Economic challenges appear to be impacting domestic tourism, as Italians shorten trips and reduce overall spending on leisure activities.
Analyses indicate an average increase of over 9% in hotel and short-term rental rates published on OTAs over the past year.
Projections for the period of October to March 2024 indicate an additional increase of 6%, bringing the average rate to approximately 130 euros per night. In response to these financial pressures, many Italian travellers have opted for shorter trips, with an average duration of just three days.
Data on Italian travellers reveals a drop in both the number of flights and the average duration of stays. However, in the upcoming six months, flights are expected to increase by 7.4% compared to the same period last year.
Additionally, there is a rise in visitor numbers from the United States, Germany, France, and South Korea.
Foreign visitors account for 58.2% of the total, marking a 1.5% increase from the previous year. After Italy, the main countries of origin are Germany, France, the United Kingdom, and Spain.
Overall satisfaction among foreign visitors is high, with a score of 84 out of 100, reflecting the strong appeal of the Italian tourism experience.
The report reveals shifts in hospitality sentiment, with 135,000 accommodations achieving a sentiment score of 86/100, particularly in Southern Italy, where staff friendliness rates highest at 94/100.
However, affordability remains a concern, with the price-value ratio rated lower at 71/100, reflecting visitors’ concerns over room quality and value for money.
Short-term rentals, with 166,000 listings, have a high satisfaction score of 90.9/100, with travellers particularly valuing location and host hospitality. In dining, the sentiment for 344,000 establishments holds steady at 86.7/100, yet service and cleanliness draw criticism.
Cultural attractions, totalling 152,000, received the highest sentiment at 91/100, praised for their location and atmosphere, but challenges with cost and accessibility persist.
“The data from our latest report highlights the undeniable impact of economic pressures on travel behaviours,” said Mirko Lalli, CEO of The Data Appeal Company.
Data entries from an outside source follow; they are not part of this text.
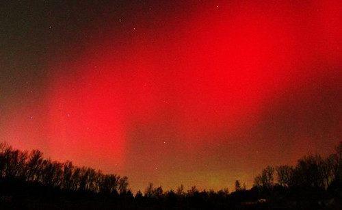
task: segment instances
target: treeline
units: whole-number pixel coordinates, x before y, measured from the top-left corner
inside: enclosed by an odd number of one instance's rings
[[[295,166],[267,166],[254,179],[254,186],[272,191],[275,187],[302,190],[324,191],[337,186],[342,180],[342,144],[326,158],[307,155]]]
[[[250,189],[239,180],[232,192],[228,188],[198,190],[195,186],[185,189],[183,185],[164,191],[150,183],[133,195],[128,185],[127,176],[105,174],[70,161],[51,161],[39,150],[28,153],[0,144],[0,205],[5,200],[11,209],[16,203],[26,203],[21,209],[35,209],[40,203],[45,204],[38,209],[61,207],[62,203],[61,208],[211,209],[341,207],[342,142],[328,157],[307,155],[293,166],[266,167]],[[43,193],[37,196],[40,192]],[[6,202],[8,196],[10,200],[19,200]]]
[[[71,161],[60,163],[44,159],[42,153],[14,149],[0,144],[0,178],[16,179],[65,190],[105,194],[128,192],[128,178],[105,174],[88,167],[77,167]]]

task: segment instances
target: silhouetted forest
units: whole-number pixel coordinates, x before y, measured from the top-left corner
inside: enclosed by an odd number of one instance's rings
[[[266,167],[250,189],[239,180],[235,185],[233,192],[199,191],[195,186],[186,190],[182,185],[164,191],[150,183],[133,195],[127,176],[0,144],[1,209],[340,209],[342,143],[326,158],[310,155],[295,166]]]

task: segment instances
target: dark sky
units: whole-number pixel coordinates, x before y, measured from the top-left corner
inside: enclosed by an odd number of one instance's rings
[[[71,1],[0,3],[1,141],[136,190],[249,187],[341,140],[340,1]]]

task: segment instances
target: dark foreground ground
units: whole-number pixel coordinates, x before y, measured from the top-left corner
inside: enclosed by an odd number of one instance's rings
[[[252,189],[226,196],[198,192],[186,196],[169,192],[159,198],[134,197],[130,192],[109,196],[0,181],[1,209],[342,209],[341,196],[339,189],[297,192],[276,189],[260,199],[261,192]]]

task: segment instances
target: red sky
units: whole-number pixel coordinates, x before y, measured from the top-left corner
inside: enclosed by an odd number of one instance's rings
[[[267,165],[332,151],[339,1],[148,2],[49,49],[38,93],[3,97],[1,139],[127,175],[133,190],[250,186]]]

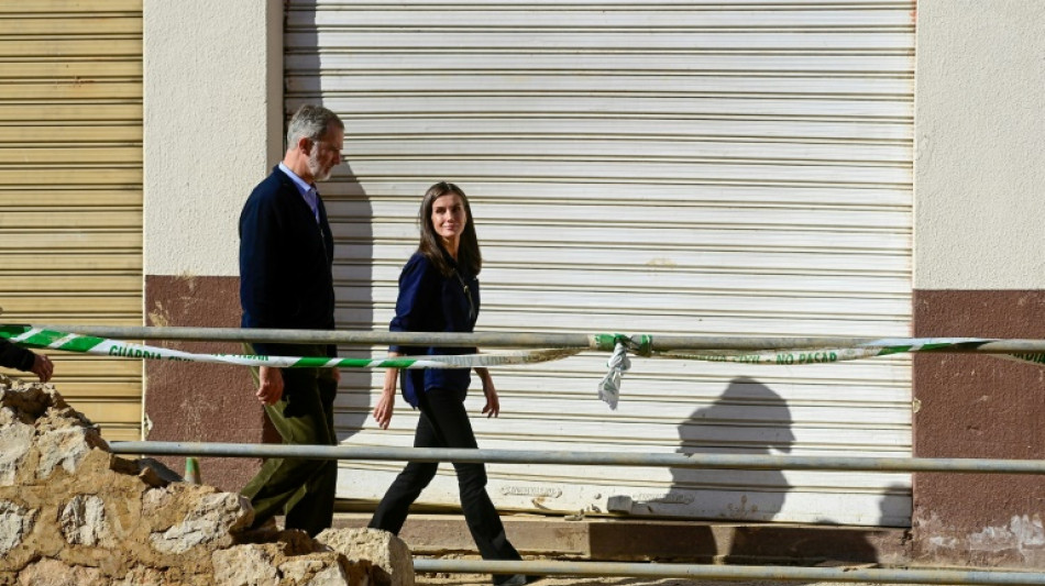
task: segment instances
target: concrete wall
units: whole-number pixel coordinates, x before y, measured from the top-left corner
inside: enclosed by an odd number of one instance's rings
[[[144,71],[146,323],[238,327],[240,209],[283,154],[283,2],[145,0]],[[145,376],[150,440],[262,439],[246,369],[146,363]],[[256,462],[201,468],[239,489]]]
[[[1045,2],[922,0],[915,89],[914,335],[1045,339]],[[914,362],[915,455],[1045,457],[1045,372]],[[1045,567],[1045,483],[917,474],[925,562]]]

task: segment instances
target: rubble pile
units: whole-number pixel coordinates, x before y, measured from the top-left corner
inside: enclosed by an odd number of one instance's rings
[[[248,530],[250,501],[109,452],[50,385],[0,380],[0,586],[413,586],[370,529]]]

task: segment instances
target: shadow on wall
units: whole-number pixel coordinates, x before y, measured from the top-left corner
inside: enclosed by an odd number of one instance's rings
[[[765,384],[734,378],[710,407],[693,411],[679,425],[682,454],[789,454],[794,443],[791,410]],[[790,487],[781,471],[671,468],[674,500],[701,518],[772,521]],[[702,501],[698,495],[721,497]]]
[[[683,454],[789,454],[795,442],[787,402],[759,380],[737,377],[711,406],[679,425]],[[625,502],[636,517],[678,523],[629,523],[627,535],[592,527],[592,554],[601,559],[652,559],[708,563],[856,563],[878,561],[873,530],[772,523],[791,486],[781,471],[671,468],[666,495]],[[624,512],[617,510],[616,512]],[[706,519],[695,523],[691,519]]]
[[[348,126],[348,124],[346,124]],[[346,128],[348,130],[348,128]],[[351,139],[346,137],[345,141]],[[374,230],[373,209],[360,185],[351,162],[336,172],[327,192],[327,210],[334,234],[334,290],[339,330],[374,328]],[[372,357],[369,347],[339,346],[338,355],[352,358]],[[334,425],[338,441],[344,442],[362,430],[370,417],[372,380],[375,371],[342,368]],[[382,373],[378,373],[383,375]]]

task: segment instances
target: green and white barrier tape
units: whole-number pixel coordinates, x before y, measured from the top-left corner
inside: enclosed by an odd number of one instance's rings
[[[279,368],[472,368],[557,361],[580,352],[573,349],[509,351],[496,354],[398,356],[395,358],[329,358],[326,356],[261,356],[246,354],[195,354],[180,350],[132,344],[23,325],[0,325],[0,338],[36,349],[63,350],[100,356],[152,361],[209,362]]]
[[[326,356],[260,356],[244,354],[196,354],[180,350],[132,344],[106,338],[80,335],[29,325],[0,325],[0,339],[37,349],[63,350],[103,356],[120,356],[157,361],[206,362],[242,366],[276,366],[280,368],[471,368],[505,366],[556,361],[572,356],[580,349],[508,351],[496,354],[460,354],[431,356],[399,356],[395,358],[340,358]],[[765,364],[794,366],[831,364],[836,362],[888,356],[906,352],[969,350],[997,342],[983,338],[886,338],[848,347],[771,350],[771,351],[652,351],[650,335],[594,334],[597,350],[612,350],[609,368],[598,384],[598,397],[616,409],[620,396],[620,379],[630,367],[628,352],[654,358],[674,358],[703,362]],[[993,354],[1011,361],[1045,366],[1045,353]]]
[[[829,364],[856,361],[875,356],[889,356],[906,352],[941,351],[946,349],[976,347],[997,340],[983,338],[884,338],[853,347],[772,350],[763,352],[741,351],[646,351],[654,358],[674,358],[704,362],[733,362],[740,364],[773,364],[793,366],[799,364]],[[992,354],[999,358],[1045,365],[1045,354]]]

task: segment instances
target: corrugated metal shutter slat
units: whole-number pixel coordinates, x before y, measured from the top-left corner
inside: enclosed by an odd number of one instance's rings
[[[480,329],[906,335],[913,10],[292,1],[286,109],[320,101],[346,122],[350,172],[322,189],[339,324],[386,327],[420,196],[447,179],[484,246]],[[903,356],[637,360],[616,412],[595,398],[605,358],[495,374],[503,414],[475,420],[481,445],[910,454]],[[338,427],[409,445],[415,412],[385,432],[369,419],[380,379],[342,379]],[[340,490],[378,498],[398,467],[353,464]],[[628,496],[632,515],[683,518],[903,524],[911,507],[894,474],[491,466],[490,488],[505,508],[605,512]],[[449,467],[422,498],[455,502]]]
[[[0,31],[3,321],[141,325],[142,2],[8,2]],[[141,361],[51,355],[106,439],[141,438]]]

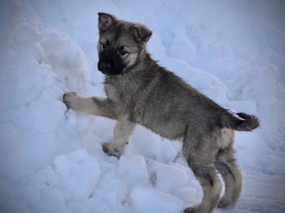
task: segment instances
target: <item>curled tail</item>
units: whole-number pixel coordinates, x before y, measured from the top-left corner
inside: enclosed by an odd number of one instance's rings
[[[237,131],[252,131],[259,126],[259,119],[256,116],[243,112],[237,113],[237,115],[239,118],[228,111],[222,114],[220,120],[221,126]]]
“While Italy remains a premier destination for international visitors, the evolving patterns in domestic tourism require us to rethink strategies for sustainable growth and traveller engagement. By leveraging in-depth digital insights, we are helping the industry better understand these shifts and adapt in ways that enhance both visitor experiences and destination resilience.”
The findings from this report, which formed the basis for the award rankings, were presented at the TTG Travel Experience event in Rimini, in conjunction with the 2024 Italia Destinasione Digitale Awards.